There was another important 5-4 ruling yesterday in the case of Harris v. Quinn, where the US Supreme Court dealt a blow to unions by saying that public employees cannot routinely be required to join labor unions or to support them by paying dues. (You can read more on that case here and here and here.)
The majority opinion, like the Hobby Lobby one, said that the ruling only applied to the limited case of ‘partial public employees’ and not to ‘full-fledged’ ones but this and other recent decisions by the US Supreme Court seem to reveal a pattern by the conservative members on how to push the conservative agenda. Rather than making sweeping rulings, in cases like the Greece prayer case, the Hobby Lobby contraception case, the Harris v. Quinn union case, and earlier campaign finance cases, what they do is look as though they are ruling narrowly on the specifics of the case but using those rulings as wedges to invite more challenges that can push the envelope even further.
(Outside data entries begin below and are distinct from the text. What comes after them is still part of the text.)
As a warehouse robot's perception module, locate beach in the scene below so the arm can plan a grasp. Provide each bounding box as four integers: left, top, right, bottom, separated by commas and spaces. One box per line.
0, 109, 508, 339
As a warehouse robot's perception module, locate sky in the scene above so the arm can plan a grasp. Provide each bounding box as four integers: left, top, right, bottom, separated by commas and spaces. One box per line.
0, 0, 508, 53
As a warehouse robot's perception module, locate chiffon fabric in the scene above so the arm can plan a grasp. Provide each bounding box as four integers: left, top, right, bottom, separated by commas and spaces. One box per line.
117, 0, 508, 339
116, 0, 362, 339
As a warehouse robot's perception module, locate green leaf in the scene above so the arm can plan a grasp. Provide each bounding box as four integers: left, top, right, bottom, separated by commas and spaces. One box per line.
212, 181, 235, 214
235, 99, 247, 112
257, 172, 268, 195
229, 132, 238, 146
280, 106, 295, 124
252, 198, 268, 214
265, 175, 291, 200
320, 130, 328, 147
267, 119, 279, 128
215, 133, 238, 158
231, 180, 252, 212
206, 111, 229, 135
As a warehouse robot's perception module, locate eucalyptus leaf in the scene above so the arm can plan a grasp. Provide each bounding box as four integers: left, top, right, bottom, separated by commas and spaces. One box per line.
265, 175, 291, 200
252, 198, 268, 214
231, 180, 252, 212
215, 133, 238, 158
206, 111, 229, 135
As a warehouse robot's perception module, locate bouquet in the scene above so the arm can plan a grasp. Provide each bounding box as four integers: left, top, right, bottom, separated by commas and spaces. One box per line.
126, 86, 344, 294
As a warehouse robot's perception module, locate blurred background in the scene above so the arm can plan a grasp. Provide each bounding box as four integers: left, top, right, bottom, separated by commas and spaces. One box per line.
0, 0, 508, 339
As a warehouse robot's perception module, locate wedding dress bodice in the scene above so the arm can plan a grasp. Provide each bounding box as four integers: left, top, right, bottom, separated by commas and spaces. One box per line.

Meanwhile Lyle Denniston and Amy Howe provide further analysis of the Hobby Lobby contraception case.
sailor1031 says
Not to the right Mano -- back to the past. The nineteenth-century past.
Crimson Clupeidae says
That’s what he said right back to the past. 😛
StevoR : Free West Papua, free Tibet, let the Chagossians return! says
Actually I thought that was continental drift and plate tectonics that was doing that!
Oh you mean politically? Well, yeah, that’s right then.